The nomination of former Missouri Sen. John Ashcroft for attorney general has delighted anti-abortion activists like Horsley. With Ashcroft at the helm, anti-abortion protesters would undoubtedly find more sympathy for their activities within the Justice Department.

The idea of a registry of RU-486 providers is not Horsley's. During the debate prior to the Food and Drug Administration's approval of RU-486, an official national registry was proposed but eventually thrown out after doctors and reproductive rights organizations protested. "We have a crisis of anti-abortion violence in this country," says Katherine Spillar, national coordinator of the Feminist Majority Foundation (FMF). "Who can guarantee that this registry wouldn't get into the wrong hands?"

In October, Rep. Tom Coburn (R-Oklahoma) introduced the RU-486 Patient Health and Safety Protection Act, which reintroduced the idea of a national registry and would severely limit those who could prescribe RU-486. Kate Michelman, president of the National Abortion and Reproductive Rights Action League (NARAL), characterized the legislation as imposing restrictions that would "in effect negate the ability of doctors to prescribe this option for women."

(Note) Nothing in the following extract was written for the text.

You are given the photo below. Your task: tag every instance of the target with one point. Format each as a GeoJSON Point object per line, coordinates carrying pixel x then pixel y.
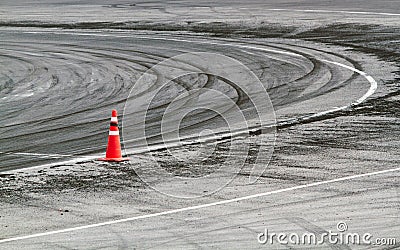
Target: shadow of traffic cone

Coburn quickly recognized that the registry was too controversial and dropped it from the final version of his bill, which eventually stalled in a House committee. However, he did suggest that such a registry should be left to the discretion of the Department of Health and Human Services. Former Wisconsin Gov. Tommy Thompson, who also opposes abortion, will likely head HHS. (Coburn was recently defeated in his re-election bid, but his name has been floated by many on the right for the position of surgeon general.)

Horsley promises on his site that his registry will be a "database of those baby butchering 'doctors' and their closest blood cohorts in hopes that the American people will overcome the demonic forces presently enslaving this nation and will finally prosecute the purveyors of death listed herein."

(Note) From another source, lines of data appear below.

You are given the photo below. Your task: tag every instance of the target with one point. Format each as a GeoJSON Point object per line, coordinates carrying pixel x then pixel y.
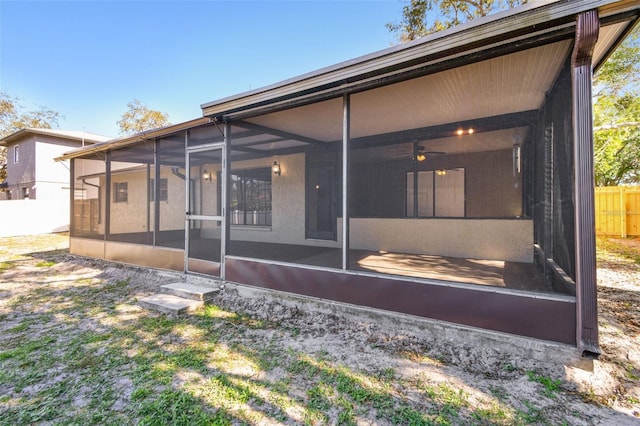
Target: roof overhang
{"type": "Point", "coordinates": [513, 30]}
{"type": "Point", "coordinates": [68, 135]}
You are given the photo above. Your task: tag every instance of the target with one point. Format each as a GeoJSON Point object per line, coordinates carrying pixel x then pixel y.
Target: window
{"type": "Point", "coordinates": [250, 192]}
{"type": "Point", "coordinates": [120, 192]}
{"type": "Point", "coordinates": [440, 193]}
{"type": "Point", "coordinates": [164, 190]}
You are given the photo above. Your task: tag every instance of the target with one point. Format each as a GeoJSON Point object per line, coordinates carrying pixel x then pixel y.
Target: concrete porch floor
{"type": "Point", "coordinates": [512, 275]}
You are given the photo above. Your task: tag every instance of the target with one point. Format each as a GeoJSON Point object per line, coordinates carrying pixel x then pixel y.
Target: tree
{"type": "Point", "coordinates": [140, 118]}
{"type": "Point", "coordinates": [423, 17]}
{"type": "Point", "coordinates": [13, 117]}
{"type": "Point", "coordinates": [616, 99]}
{"type": "Point", "coordinates": [616, 112]}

Horsley also plans to add live Web-cams located outside health care clinics to the site. He boasts that this project "will make things get very interesting very fast. People will locate themselves outside baby butcher businesses across the nation and film people coming and going. We want to catalog the people who go out to kill God's little babies."

There have been too many incidents of anti-choice violence not to take Horsley's threats seriously. According to FMF's National Clinic Access Project, one-in-five clinics experienced severe anti-abortion violence in 1999. These attacks included death threats, stalkings, bomb threats, bombings, arson, blockades, invasions and chemical attacks (see chart). At its core, Horsley's RU-486 registry is another open invitation to terrorism.